Consideriamo allora i muoni che attraversano gli strati superiori dell’atmosfera. Secondo la Teoria della Relatività
Ristretta un evento che accade in un luogo, visto da un osservatore che sta fermo in quel luogo avrà una certa durata,
definita tempo proprio dell’evento. Nel caso del muone il tempo proprio è la vita media del muone (1,5 µs).
Per un osservatore posto sulla Terra il tempo di decadimento si dilata, cioè diventa molto più grande. La dilatazione del
tempo dipende dalla velocità dell'oggetto. Maggiore è la velocità, maggiore sarà la dilatazione temporale. Nel caso del
muone il tempo si dilata di 25 volte. Questo vuol dire che, per un osservatore posto sulla Terra, il tempo di decadimento è
diventato di 37,5 µs. Di nuovo, moltiplicando questo intervallo temporale per la velocità del muone si osserva che il
muone avrà percorso circa 11 km, ben maggiore rispetto ai 450 metri. Ecco svelato il mistero del perché circa il 40% dei
muoni arriva a Terra.
Osserviamo ora ciò che accade dal punto di vista del muone, o meglio di un osservatore che si muove solidale al muone.
Nel suo sistema di riferimento il muone vive 1,5 µs, come fa quindi ad arrivare a Terra in così poco tempo?
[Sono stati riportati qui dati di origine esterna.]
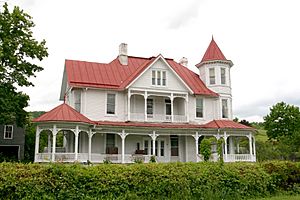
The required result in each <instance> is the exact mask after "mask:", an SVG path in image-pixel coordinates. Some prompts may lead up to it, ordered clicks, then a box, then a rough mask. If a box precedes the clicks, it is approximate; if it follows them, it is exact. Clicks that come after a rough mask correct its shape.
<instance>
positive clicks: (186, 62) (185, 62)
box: [179, 57, 188, 67]
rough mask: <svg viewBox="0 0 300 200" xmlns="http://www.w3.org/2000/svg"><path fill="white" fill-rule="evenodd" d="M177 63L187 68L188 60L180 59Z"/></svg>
mask: <svg viewBox="0 0 300 200" xmlns="http://www.w3.org/2000/svg"><path fill="white" fill-rule="evenodd" d="M179 63H180V64H181V65H183V66H185V67H187V64H188V60H187V58H186V57H182V58H181V59H180V60H179Z"/></svg>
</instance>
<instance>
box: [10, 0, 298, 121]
mask: <svg viewBox="0 0 300 200" xmlns="http://www.w3.org/2000/svg"><path fill="white" fill-rule="evenodd" d="M8 3H9V5H10V6H13V5H18V6H20V7H21V8H22V9H24V10H25V12H27V13H28V14H30V15H31V16H32V17H33V21H34V22H35V24H36V27H35V28H34V35H35V37H36V38H37V39H38V40H41V39H45V40H46V41H47V46H48V48H49V57H48V58H46V59H45V60H44V61H42V62H41V64H42V66H43V67H44V71H42V72H39V73H38V74H37V77H36V78H34V79H32V81H33V82H34V84H35V87H31V88H23V89H22V90H23V91H25V92H26V93H28V94H29V95H30V98H31V100H30V106H29V107H28V108H27V110H29V111H34V110H45V111H47V110H50V109H51V108H53V107H55V106H57V105H59V104H60V102H59V100H58V99H59V92H60V85H61V79H62V72H63V67H64V60H65V59H75V60H76V59H78V60H86V61H95V62H109V61H111V60H112V59H114V58H115V57H116V56H117V54H118V45H119V44H120V43H121V42H125V43H127V44H128V48H129V50H128V51H129V55H135V56H144V57H149V56H153V55H158V54H160V53H161V54H162V55H163V56H164V57H170V58H174V59H175V60H177V61H178V60H179V59H180V58H181V57H183V56H185V57H187V58H188V60H189V68H190V69H192V70H193V71H197V68H196V67H195V66H194V65H195V64H197V63H198V62H199V61H200V60H201V58H202V56H203V54H204V52H205V50H206V48H207V46H208V44H209V42H210V40H211V36H212V35H214V38H215V40H216V42H217V43H218V45H219V47H220V48H221V50H222V51H223V53H224V55H225V56H226V58H227V59H230V60H232V61H233V63H234V66H233V67H232V70H231V77H232V91H233V93H232V94H233V112H234V116H236V117H238V118H240V119H247V120H250V121H261V120H262V117H263V116H265V115H266V114H267V113H268V112H269V108H270V107H271V106H272V105H274V104H275V103H277V102H279V101H285V102H287V103H290V104H294V105H298V106H299V105H300V84H299V74H300V65H299V63H298V58H299V52H300V51H299V46H300V37H299V35H300V28H299V25H298V24H299V19H300V12H299V11H298V8H299V7H300V1H297V0H289V1H283V0H264V1H259V0H251V1H239V0H226V1H224V0H185V1H177V0H173V1H171V0H164V1H158V0H152V1H138V0H128V1H121V0H112V1H98V0H94V1H92V0H86V1H77V0H64V1H61V0H43V1H37V0H8Z"/></svg>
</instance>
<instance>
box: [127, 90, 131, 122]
mask: <svg viewBox="0 0 300 200" xmlns="http://www.w3.org/2000/svg"><path fill="white" fill-rule="evenodd" d="M130 97H131V93H130V90H128V95H127V109H128V110H127V115H128V116H127V117H128V119H127V120H128V121H130Z"/></svg>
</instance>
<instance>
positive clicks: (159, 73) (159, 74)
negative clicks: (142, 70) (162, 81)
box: [156, 71, 161, 85]
mask: <svg viewBox="0 0 300 200" xmlns="http://www.w3.org/2000/svg"><path fill="white" fill-rule="evenodd" d="M156 72H157V85H160V81H161V77H160V76H161V75H160V71H156Z"/></svg>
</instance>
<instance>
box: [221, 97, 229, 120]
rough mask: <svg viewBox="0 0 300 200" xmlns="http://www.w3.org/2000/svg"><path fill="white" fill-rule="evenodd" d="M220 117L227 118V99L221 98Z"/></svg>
mask: <svg viewBox="0 0 300 200" xmlns="http://www.w3.org/2000/svg"><path fill="white" fill-rule="evenodd" d="M222 118H228V100H227V99H222Z"/></svg>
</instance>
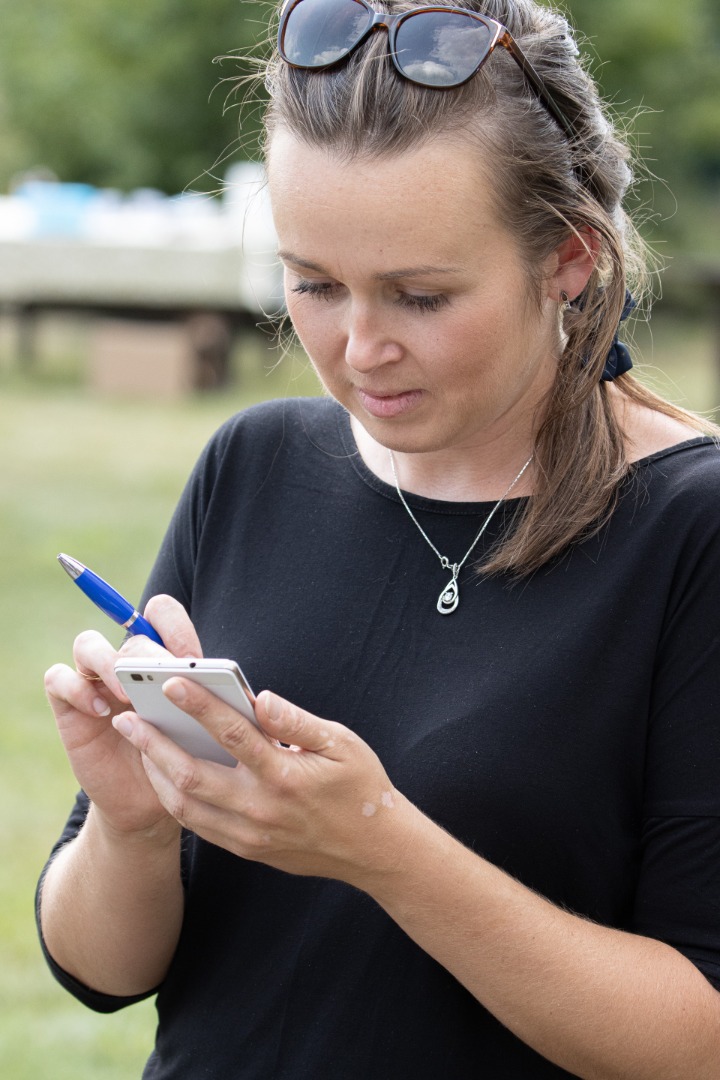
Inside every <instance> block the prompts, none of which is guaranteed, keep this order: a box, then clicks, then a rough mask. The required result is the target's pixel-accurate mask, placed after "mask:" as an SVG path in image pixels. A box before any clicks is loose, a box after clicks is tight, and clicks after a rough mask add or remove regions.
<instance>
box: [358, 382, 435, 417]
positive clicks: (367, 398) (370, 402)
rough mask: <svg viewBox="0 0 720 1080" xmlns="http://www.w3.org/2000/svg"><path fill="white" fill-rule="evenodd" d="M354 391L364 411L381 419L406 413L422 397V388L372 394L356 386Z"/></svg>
mask: <svg viewBox="0 0 720 1080" xmlns="http://www.w3.org/2000/svg"><path fill="white" fill-rule="evenodd" d="M356 393H357V396H358V399H359V402H361V404H362V406H363V408H364V409H365V411H366V413H369V414H370V416H375V417H377V418H378V419H382V420H388V419H392V418H393V417H395V416H400V415H402V414H403V413H407V411H408V410H409V409H411V408H413V407H415V406H416V405H417V404H418V402H419V401H420V399H421V397H422V390H405V391H404V392H403V393H399V394H372V393H370V392H369V391H367V390H361V389H359V388H357V390H356Z"/></svg>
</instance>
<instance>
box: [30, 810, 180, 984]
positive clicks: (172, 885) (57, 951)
mask: <svg viewBox="0 0 720 1080" xmlns="http://www.w3.org/2000/svg"><path fill="white" fill-rule="evenodd" d="M182 907H184V899H182V886H181V881H180V831H179V827H178V826H177V825H176V824H175V822H171V823H169V826H166V827H163V828H158V829H157V831H154V832H153V833H150V834H142V835H134V834H127V835H122V834H120V835H119V834H113V833H112V832H111V831H109V829H107V828H106V827H105V825H104V824H103V822H101V820H100V816H99V814H98V813H97V812H96V810H95V808H94V807H92V806H91V809H90V812H89V815H87V819H86V821H85V824H84V826H83V828H82V829H81V832H80V833H79V835H78V836H77V837H76V839H74V840H72V841H70V842H69V843H68V845H66V846H65V847H64V848H63V849H62V850H60V851H59V852H58V853H57V855H56V856H55V859H54V860H53V862H52V863H51V865H50V867H49V869H47V873H46V875H45V879H44V881H43V887H42V894H41V924H42V933H43V937H44V940H45V944H46V945H47V948H49V950H50V953H51V955H52V956H53V957H54V959H55V960H56V962H57V963H58V964H59V966H60V967H62V968H64V969H65V970H66V971H67V972H68V973H69V974H71V975H73V976H74V977H76V978H78V980H79V981H80V982H81V983H84V984H85V985H86V986H89V987H91V988H92V989H95V990H99V991H101V993H105V994H111V995H118V996H130V995H134V994H142V993H146V991H147V990H151V989H152V988H153V987H155V986H157V985H158V984H159V983H160V982H162V980H163V977H164V975H165V972H166V971H167V967H168V964H169V962H171V960H172V957H173V955H174V951H175V947H176V945H177V940H178V935H179V932H180V924H181V920H182Z"/></svg>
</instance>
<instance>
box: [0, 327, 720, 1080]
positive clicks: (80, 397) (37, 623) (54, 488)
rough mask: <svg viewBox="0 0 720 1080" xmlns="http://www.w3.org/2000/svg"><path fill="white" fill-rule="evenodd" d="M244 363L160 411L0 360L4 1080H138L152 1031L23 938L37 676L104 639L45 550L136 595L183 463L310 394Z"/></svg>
mask: <svg viewBox="0 0 720 1080" xmlns="http://www.w3.org/2000/svg"><path fill="white" fill-rule="evenodd" d="M652 326H653V332H652V335H651V334H650V332H649V328H648V327H646V326H640V328H639V329H638V332H637V334H636V340H637V343H638V346H639V348H640V349H641V351H642V354H643V357H644V364H643V366H642V373H643V378H647V379H648V380H649V381H651V382H652V384H653V386H654V388H656V389H660V390H661V391H662V392H664V393H667V395H668V396H670V397H671V399H673V400H675V401H678V402H679V403H680V404H683V405H685V406H688V407H691V408H694V409H697V410H701V411H705V413H709V411H710V410H711V409H712V408H714V406H715V405H716V403H717V402H718V400H720V392H719V390H718V370H717V367H716V365H717V363H718V357H717V342H716V340H715V338H714V335H712V330H711V327H710V325H709V323H708V322H707V321H706V320H705V321H704V320H699V319H698V320H667V319H663V318H658V319H657V320H655V321H653V324H652ZM266 365H268V366H271V367H272V370H270V372H269V373H268V372H267V370H266ZM273 365H274V366H273ZM249 367H250V370H249V372H244V374H243V377H242V379H241V380H240V381H239V383H237V386H236V387H234V388H232V389H230V390H228V391H227V392H223V393H221V394H212V395H204V396H195V397H190V399H187V400H185V401H181V402H176V403H172V404H168V403H159V402H154V403H153V402H148V401H119V400H112V399H107V397H105V399H103V397H98V396H94V395H93V394H91V393H90V392H89V391H87V390H86V389H85V388H84V386H83V380H82V370H81V368H82V365H81V364H80V362H79V360H78V356H77V354H74V355H71V356H66V357H58V356H57V355H54V356H52V357H51V359H50V360H47V359H44V360H43V361H42V362H41V363H39V366H38V368H37V369H36V370H33V372H30V373H27V374H25V375H22V374H18V373H17V370H16V369H15V368H14V367H13V365H12V364H10V363H5V364H4V365H0V450H1V455H0V460H1V461H2V470H1V472H0V595H1V596H2V619H1V620H0V647H1V653H0V654H1V656H2V671H3V675H4V678H3V698H4V708H3V719H2V724H1V725H0V811H1V813H2V820H3V824H4V827H3V831H2V848H1V850H0V864H1V865H2V867H3V873H2V877H1V879H0V1016H1V1017H2V1020H1V1021H0V1072H1V1075H2V1076H3V1077H9V1078H12V1080H38V1078H43V1080H70V1078H72V1080H78V1078H93V1080H128V1078H131V1077H138V1076H139V1075H140V1071H141V1068H142V1064H144V1062H145V1059H146V1057H147V1054H148V1052H149V1049H150V1047H151V1044H152V1038H153V1028H154V1010H153V1005H152V1002H145V1003H142V1004H140V1005H136V1007H134V1008H132V1009H130V1010H125V1011H124V1012H123V1013H121V1014H120V1015H116V1016H99V1015H95V1014H93V1013H91V1012H89V1011H86V1010H85V1009H83V1008H82V1007H81V1005H80V1004H78V1003H76V1002H74V1001H73V1000H72V999H71V998H69V997H68V996H67V995H66V994H65V993H64V991H63V990H60V988H59V987H58V986H56V985H55V983H54V982H53V980H52V977H51V976H50V974H49V972H47V971H46V969H45V967H44V963H43V961H42V959H41V957H40V951H39V948H38V945H37V941H36V933H35V926H33V920H32V910H33V900H32V896H33V891H35V883H36V878H37V875H38V873H39V870H40V868H41V866H42V864H43V862H44V859H45V855H46V852H47V850H49V848H50V846H51V845H52V843H53V841H54V840H55V838H56V837H57V835H58V834H59V831H60V828H62V826H63V823H64V821H65V816H66V814H67V812H68V810H69V807H70V804H71V800H72V798H73V795H74V791H76V785H74V781H73V779H72V775H71V774H70V771H69V769H68V767H67V764H66V761H65V757H64V754H63V751H62V748H60V746H59V741H58V739H57V737H56V734H55V728H54V724H53V720H52V715H51V713H50V710H49V707H47V705H46V703H45V700H44V696H43V690H42V673H43V671H44V670H45V669H46V667H47V666H49V665H50V664H52V663H54V662H55V661H58V660H62V661H69V660H70V648H71V643H72V639H73V637H74V635H76V634H77V633H79V632H80V631H81V630H83V629H85V627H87V626H95V627H96V629H98V630H100V631H101V632H104V633H106V634H108V635H109V636H112V633H113V630H112V626H111V624H110V623H108V621H107V620H106V619H104V617H103V616H100V615H99V613H98V612H96V611H95V610H94V608H93V607H92V606H91V605H90V604H89V603H87V602H86V600H85V599H84V598H83V597H82V595H81V594H80V592H79V591H78V590H76V589H73V588H72V586H71V585H70V583H69V581H68V579H67V578H66V577H65V575H64V573H63V571H62V570H60V569H59V567H58V566H57V565H56V562H55V555H56V554H57V552H59V551H67V552H68V553H70V554H72V555H76V556H77V557H78V558H80V559H82V561H84V562H87V563H89V564H90V565H91V566H92V567H93V568H94V569H96V570H97V571H98V572H99V573H101V575H104V576H106V577H108V578H109V579H110V580H111V581H112V582H113V583H116V584H117V585H118V588H120V589H121V590H122V591H123V592H125V593H126V595H128V596H132V597H137V596H139V594H140V592H141V590H142V585H144V581H145V578H146V575H147V572H148V570H149V568H150V566H151V564H152V561H153V557H154V552H155V550H157V548H158V544H159V542H160V540H161V537H162V534H163V531H164V529H165V526H166V524H167V521H168V518H169V515H171V513H172V511H173V507H174V504H175V502H176V499H177V497H178V495H179V492H180V490H181V487H182V485H184V483H185V480H186V478H187V475H188V472H189V471H190V469H191V467H192V464H193V462H194V460H195V458H196V456H198V454H199V451H200V449H201V448H202V446H203V444H204V443H205V441H206V440H207V437H209V435H210V434H212V432H213V431H214V430H215V429H216V428H217V426H218V424H219V423H220V422H221V421H222V420H223V419H225V418H226V417H227V416H229V415H230V414H231V413H233V411H235V410H236V409H239V408H242V407H244V406H245V405H247V404H249V403H250V402H254V401H258V400H261V399H264V397H271V396H280V395H285V394H293V395H295V394H302V393H315V392H316V383H315V380H314V377H313V376H312V374H311V373H309V372H308V370H307V369H305V365H304V364H303V362H302V361H301V360H286V361H283V362H282V363H280V364H276V365H275V362H274V357H273V355H272V354H270V353H268V356H267V360H266V361H263V362H262V363H258V362H257V360H255V359H254V360H253V363H252V364H250V365H249ZM117 636H118V640H120V637H121V634H120V632H118V635H117Z"/></svg>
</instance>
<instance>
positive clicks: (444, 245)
mask: <svg viewBox="0 0 720 1080" xmlns="http://www.w3.org/2000/svg"><path fill="white" fill-rule="evenodd" d="M484 173H485V171H484V170H481V168H479V167H478V162H477V156H476V154H475V153H473V152H471V151H470V150H467V149H465V148H462V147H452V151H451V148H450V146H448V145H446V144H444V143H440V141H432V143H427V144H425V145H423V146H422V147H420V148H418V149H417V150H412V151H408V152H404V153H402V154H393V156H391V157H384V158H354V159H348V158H347V157H343V156H342V154H341V153H339V152H334V151H332V150H327V149H325V148H317V147H311V146H308V145H307V144H304V143H302V141H300V140H298V139H296V138H294V137H293V136H290V135H288V134H287V133H277V134H276V136H275V137H274V139H273V141H272V145H271V147H270V152H269V160H268V175H269V183H270V197H271V202H272V206H273V214H274V216H275V225H276V228H277V232H279V235H280V242H281V247H286V246H287V247H288V248H289V249H291V251H295V249H296V245H297V243H298V242H301V241H302V242H305V241H307V239H308V238H315V237H316V238H317V241H318V242H320V241H321V240H323V239H326V240H328V241H331V239H332V235H336V237H338V238H339V237H342V235H345V237H348V238H350V237H351V235H352V238H353V240H354V242H358V241H361V240H362V241H363V242H370V243H372V242H375V243H378V242H382V244H383V247H398V248H400V251H402V249H404V248H405V247H409V248H410V249H416V248H417V249H418V252H419V253H421V252H422V251H423V249H425V248H427V247H430V249H431V251H432V252H436V253H438V254H440V253H441V254H443V259H444V260H445V261H448V260H449V261H450V262H452V261H457V258H456V257H453V255H452V252H453V251H454V249H458V248H461V249H462V248H464V247H465V246H466V245H467V244H473V243H477V241H478V239H479V238H480V235H481V237H483V239H484V242H488V240H489V238H490V237H491V235H492V237H497V238H498V239H500V238H505V239H507V242H510V237H508V234H507V233H506V231H505V229H503V228H502V225H501V222H500V219H499V215H498V214H497V212H495V208H494V199H493V198H492V192H491V190H489V185H488V181H487V180H486V178H485V176H484ZM328 231H329V234H327V233H328ZM296 238H297V239H296ZM296 254H298V255H300V256H302V257H304V258H312V256H311V255H309V254H307V253H303V252H301V251H297V252H296ZM398 254H399V252H398ZM436 260H437V255H432V254H430V253H429V255H427V256H425V257H421V256H420V255H418V256H415V257H413V258H412V265H416V264H417V265H420V264H424V262H429V261H430V262H435V261H436Z"/></svg>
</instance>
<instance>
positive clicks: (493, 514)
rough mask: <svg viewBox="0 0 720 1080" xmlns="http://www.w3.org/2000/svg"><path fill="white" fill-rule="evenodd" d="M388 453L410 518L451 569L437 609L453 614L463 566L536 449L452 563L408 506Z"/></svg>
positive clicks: (400, 499)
Ci viene in aiuto sempre la Teoria della Relatività Ristretta. Questa volta consideriamo però la contrazione delle
lunghezze. Una certa lunghezza L, misurata in un sistema di riferimento in cui L é ferma, si contrae se la guardo da un
sistema in movimento rispetto a questa.
Il risultato è che secondo il muone lo spessore dell’atmosfera (L=15 km) è più corto di un fattore γ. o fattore di Lorentz.
L'atmosfera apparirà quindi spessa circa 600 metri.